Passwords and Password Policies

Although biometrics and smartcards are becoming more common, they still have a very long way to go before they attain the level of popularity that username and password combinations enjoy. Apart from the fact that usernames and passwords do not require any additional equipment, which practically every other method of authentication does, the username and password process is familiar to users, easy to implement, and relatively secure. For that reason, they are worthy of more detailed coverage than the other authentication systems already discussed.

Passwords are a relatively simple form of authentication in that only a string of characters can be used to authenticate the user. However, how the string of characters is used and which policies you can put in place to govern them make usernames and passwords an excellent form of authentication.

Password Policies

All popular network operating systems include password policy systems that allow the network administrator to control how passwords are used on the system. The exact capabilities vary between network operating systems. However, generally they allow the following:

  • Minimum length of password Shorter passwords are easier to guess than longer ones. Setting a minimum password length does not prevent a user from creating a longer password than the minimum, although each network operating system has a limit on how long a password can be.

  • Password expiration Also known as the maximum password age, password expiration defines how long the user can use the same password before having to change it. A general practice is that a password is changed every month or every 30 days. In high-security environments, you might want to make this value shorter, but you should generally not make it any longer.

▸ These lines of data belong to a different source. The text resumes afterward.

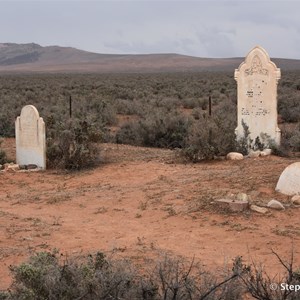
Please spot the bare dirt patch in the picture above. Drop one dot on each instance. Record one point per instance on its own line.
(142, 202)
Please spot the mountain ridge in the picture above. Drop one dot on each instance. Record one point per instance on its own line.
(31, 57)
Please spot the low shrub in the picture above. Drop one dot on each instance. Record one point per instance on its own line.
(48, 276)
(207, 138)
(73, 146)
(161, 128)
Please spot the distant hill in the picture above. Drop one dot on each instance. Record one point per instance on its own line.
(35, 58)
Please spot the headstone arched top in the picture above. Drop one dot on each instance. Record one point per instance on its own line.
(258, 62)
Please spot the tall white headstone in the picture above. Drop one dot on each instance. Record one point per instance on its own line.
(30, 138)
(257, 78)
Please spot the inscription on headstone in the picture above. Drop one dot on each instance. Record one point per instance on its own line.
(257, 78)
(30, 138)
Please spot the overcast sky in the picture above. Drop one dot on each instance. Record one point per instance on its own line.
(215, 28)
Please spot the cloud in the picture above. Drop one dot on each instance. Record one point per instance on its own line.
(219, 28)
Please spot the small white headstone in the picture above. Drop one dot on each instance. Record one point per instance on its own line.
(257, 79)
(289, 180)
(30, 138)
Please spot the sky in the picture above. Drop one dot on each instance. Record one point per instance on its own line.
(215, 28)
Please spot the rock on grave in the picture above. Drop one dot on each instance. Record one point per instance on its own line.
(257, 78)
(234, 156)
(296, 200)
(259, 209)
(275, 204)
(266, 152)
(30, 138)
(233, 205)
(289, 180)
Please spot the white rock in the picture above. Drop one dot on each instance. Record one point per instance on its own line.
(266, 152)
(254, 154)
(296, 199)
(289, 180)
(261, 210)
(242, 197)
(234, 156)
(12, 167)
(275, 204)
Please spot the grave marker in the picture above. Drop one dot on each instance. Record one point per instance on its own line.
(30, 138)
(257, 78)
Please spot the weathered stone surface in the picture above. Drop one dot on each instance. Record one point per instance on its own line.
(31, 167)
(242, 197)
(289, 180)
(232, 205)
(296, 200)
(234, 156)
(266, 152)
(261, 210)
(254, 154)
(30, 138)
(275, 204)
(257, 78)
(11, 167)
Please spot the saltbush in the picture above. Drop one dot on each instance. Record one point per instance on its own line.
(73, 145)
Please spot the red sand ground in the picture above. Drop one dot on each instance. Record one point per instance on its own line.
(142, 202)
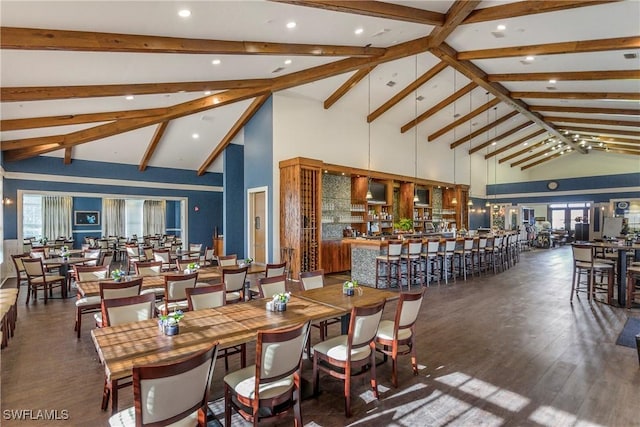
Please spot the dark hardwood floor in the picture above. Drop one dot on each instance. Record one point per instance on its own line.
(499, 350)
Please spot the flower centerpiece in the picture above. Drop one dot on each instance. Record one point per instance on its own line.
(192, 267)
(117, 274)
(279, 301)
(64, 252)
(168, 323)
(349, 287)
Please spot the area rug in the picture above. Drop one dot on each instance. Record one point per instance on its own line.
(627, 337)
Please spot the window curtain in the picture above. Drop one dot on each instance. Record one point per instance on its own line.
(56, 215)
(154, 216)
(113, 217)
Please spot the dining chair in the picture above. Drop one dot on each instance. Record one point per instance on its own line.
(350, 355)
(84, 273)
(395, 334)
(175, 296)
(37, 278)
(171, 393)
(227, 260)
(203, 297)
(111, 290)
(271, 387)
(164, 255)
(233, 279)
(269, 286)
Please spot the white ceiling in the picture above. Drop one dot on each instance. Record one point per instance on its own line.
(265, 21)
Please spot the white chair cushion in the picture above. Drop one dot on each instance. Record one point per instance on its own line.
(336, 348)
(385, 331)
(243, 382)
(127, 418)
(88, 301)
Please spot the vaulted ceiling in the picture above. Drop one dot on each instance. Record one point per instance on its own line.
(134, 82)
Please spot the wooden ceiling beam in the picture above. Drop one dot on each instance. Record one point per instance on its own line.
(347, 86)
(501, 136)
(483, 129)
(237, 126)
(521, 152)
(412, 87)
(634, 96)
(153, 144)
(25, 148)
(463, 119)
(86, 41)
(448, 54)
(579, 46)
(74, 119)
(514, 144)
(375, 9)
(439, 106)
(586, 110)
(566, 76)
(592, 121)
(456, 14)
(545, 159)
(577, 129)
(41, 93)
(523, 8)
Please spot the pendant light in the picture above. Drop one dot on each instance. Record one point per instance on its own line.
(416, 199)
(454, 200)
(369, 196)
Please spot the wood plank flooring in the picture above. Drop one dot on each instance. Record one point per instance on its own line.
(503, 350)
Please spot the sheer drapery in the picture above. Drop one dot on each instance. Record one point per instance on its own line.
(56, 216)
(113, 217)
(154, 214)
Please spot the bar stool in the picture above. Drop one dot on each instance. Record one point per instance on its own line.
(412, 261)
(389, 260)
(446, 255)
(431, 261)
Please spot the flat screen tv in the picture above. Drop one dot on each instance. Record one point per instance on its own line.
(378, 191)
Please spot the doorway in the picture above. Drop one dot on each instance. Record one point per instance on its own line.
(257, 224)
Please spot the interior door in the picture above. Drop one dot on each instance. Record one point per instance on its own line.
(259, 227)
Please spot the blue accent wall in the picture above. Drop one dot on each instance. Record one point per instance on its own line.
(234, 197)
(520, 190)
(258, 160)
(201, 223)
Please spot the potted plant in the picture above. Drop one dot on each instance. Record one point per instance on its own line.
(169, 323)
(349, 287)
(279, 301)
(117, 275)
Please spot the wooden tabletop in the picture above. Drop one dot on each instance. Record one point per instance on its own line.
(121, 347)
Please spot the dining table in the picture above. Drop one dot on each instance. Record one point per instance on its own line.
(622, 250)
(121, 347)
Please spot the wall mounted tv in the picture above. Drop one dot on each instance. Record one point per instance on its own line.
(378, 191)
(423, 197)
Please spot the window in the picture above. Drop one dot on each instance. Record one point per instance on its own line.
(32, 215)
(133, 217)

Having passwords expire periodically is an important feature because it means that if a password is compromised, the unauthorized user will not have access indefinitely.

  • Prevention of password reuse Although a system might be able to cause a password to expire and prompt the user to change it, many users are tempted to simply use the same password again. A process by which the system remembers the last, say, 10 passwords is most secure because it forces the user to create completely new passwords. This feature is sometimes called enforcing password history.

  • Prevention of easy-to-guess passwords Some systems have the capability to evaluate the password provided by a user to determine whether it meets a required level of complexity. This prevents users from having passwords such as password or 12345678.